Eh no, dice Rosa Pennino, cresciuta alla scuola delle Frattocchie e impegnata nel famigerato quartiere Zen di Palermo a fare politica. No, non si può fare, dice in una lettera inviata al giornale on line Livesicilia, dopo che il deputato 5 Stelle Riccardo Nuti ha pubblicato sul proprio profilo facebook il suo nome, l’indirizzo di casa, la data di nascita, la targa dell’auto. Rosi Pennino è la moglie di Davide Faraone, accusato da Nuti di aver intrattenuto rapporti con esponenti mafiosi durante la campagna elettorale del 2008. Il renziano Faraone, nominato nella segreteria del Pd all’indomani delle primarie vinte dal sindaco di Firenze, è finito nel mirino dei grillini per alcune intercettazioni che risalgono a 5 anni fa e che confluirono nel fascicolo processuale di un politico dell’Udc, l’europarlamentare Antonello Antinori, indagato per voto di scambio. Mercoledì i due parlamentari palermitani si sono sfidati alla camera, non lesinando insulti.
Mentre i due duellano, Rosi sta a casa, allo Zen, dove «avevo paura di far stare la mia piccola in giardino – scrive Pennino, che ha una figlia di 11 anni -. Controllavo continuamente porte e finestre e guardavo le auto che rallentavano con il cuore in gola». La moglie di Faraone anticipa che querelerà Nuti. «Sono figlia dello Zen e di un padre operaio con quattro figli e non intendo neppure discutere su quanto Nuti asserisce. Non appartengo al popolo che crede che la democrazia vada delegata a un tweet o a internet». Non le basta che Nuti abbia oscurato il link: «Le sue scuse sono un gesto morale. Forse sarebbe il primo atto istituzionale che compierebbe da uomo delle istituzioni».
Faraone è finito nella black list grillina perché il 10 marzo 2008, scrivono i grillini, «si accomoda nel salotto di Agostino Pizzuto», esponente della famiglia mafiosa di San Lorenzo-Resuttana. «E si parla di voti». A quel tempo tutti i partecipanti all’incontro erano incensurati, ma i carabinieri avevano piazzato le cimici nell’appartamento e poi nell’auto di Pizzuto, un giardiniere del comune che utilizzava la Villa Malfitano, dove lavorava, per nascondere le armi della cosca. In auto Pizzuto parla con un certo Antonino Caruso, anche lui indagato.

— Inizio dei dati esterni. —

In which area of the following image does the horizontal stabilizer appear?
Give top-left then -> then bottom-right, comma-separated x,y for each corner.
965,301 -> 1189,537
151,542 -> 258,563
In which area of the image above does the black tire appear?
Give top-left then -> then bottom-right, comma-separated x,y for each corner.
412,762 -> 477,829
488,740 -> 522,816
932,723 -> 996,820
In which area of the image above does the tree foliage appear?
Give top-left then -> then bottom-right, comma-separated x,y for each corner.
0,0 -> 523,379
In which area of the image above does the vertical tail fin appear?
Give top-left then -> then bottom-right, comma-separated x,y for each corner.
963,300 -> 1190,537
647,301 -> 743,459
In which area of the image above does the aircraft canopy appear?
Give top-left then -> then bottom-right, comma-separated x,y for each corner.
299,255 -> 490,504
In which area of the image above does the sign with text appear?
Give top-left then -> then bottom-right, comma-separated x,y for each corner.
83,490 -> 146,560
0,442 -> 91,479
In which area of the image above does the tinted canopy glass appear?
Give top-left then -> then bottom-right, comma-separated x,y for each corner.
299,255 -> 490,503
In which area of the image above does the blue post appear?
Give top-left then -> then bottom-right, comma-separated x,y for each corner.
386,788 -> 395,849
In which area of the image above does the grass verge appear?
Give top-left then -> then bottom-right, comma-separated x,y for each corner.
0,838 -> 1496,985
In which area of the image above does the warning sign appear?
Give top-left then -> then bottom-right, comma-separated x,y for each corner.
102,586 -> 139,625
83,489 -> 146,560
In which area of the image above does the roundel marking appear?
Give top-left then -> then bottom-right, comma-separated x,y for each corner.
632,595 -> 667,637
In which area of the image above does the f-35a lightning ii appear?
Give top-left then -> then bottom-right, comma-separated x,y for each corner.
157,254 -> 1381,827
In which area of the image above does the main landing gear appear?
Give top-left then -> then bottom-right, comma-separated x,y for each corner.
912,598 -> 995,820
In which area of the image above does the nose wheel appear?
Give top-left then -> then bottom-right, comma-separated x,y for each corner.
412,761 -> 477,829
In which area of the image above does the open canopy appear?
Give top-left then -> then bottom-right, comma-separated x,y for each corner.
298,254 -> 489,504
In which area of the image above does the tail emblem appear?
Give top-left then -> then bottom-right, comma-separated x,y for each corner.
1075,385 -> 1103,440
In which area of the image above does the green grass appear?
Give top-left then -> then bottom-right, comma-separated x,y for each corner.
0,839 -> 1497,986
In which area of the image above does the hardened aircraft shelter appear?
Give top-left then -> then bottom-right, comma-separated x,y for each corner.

La conversazione è stata pubblicata dal M5S: «Allora hanno chiesto qualche cortesia… qualche cosa si matura… noi altri abbiamo fatto la campagna elettorale per Faraone… Faraone ci dice… non ce l’abbiamo fatta, mi è dispiaciuto, mi devo ricandidare al comune». Le intercettazioni finiscono in un’informativa dei carabinieri depositata al processo contro l’allora deputato regionale Antinoro. Quando le carte sono rese pubbliche, Faraone parla di una «campagna di fango».
Domenica scorsa il rottamatore siciliano ha occupato un seggio delle primarie a Enna, allestito nella segreteria dell’ex senatore Vladimiro Crisafulli (area Cuperlo), da tempo nel mirino del renziano per via delle sue passate frequentazioni con un mafioso dell’Ennese. Faraone e Crisafulli si guardano in cagnesco da anni, ma adesso il responsabile Welfare nella segreteria di Renzi trova la solidarietà del suo nemico: «Sono con Davide – dice Crisafulli -. So bene come ci si sente quando si finisce al centro di un linciaggio mediatico».
La vicenda finirà in tribunale. Nuti, accusato da Faraone di coprirsi con l’immunità parlamentare, ha detto che vi rinuncerà e rilancia, invitando il collega del Pd a lasciare la commissione Antimafia.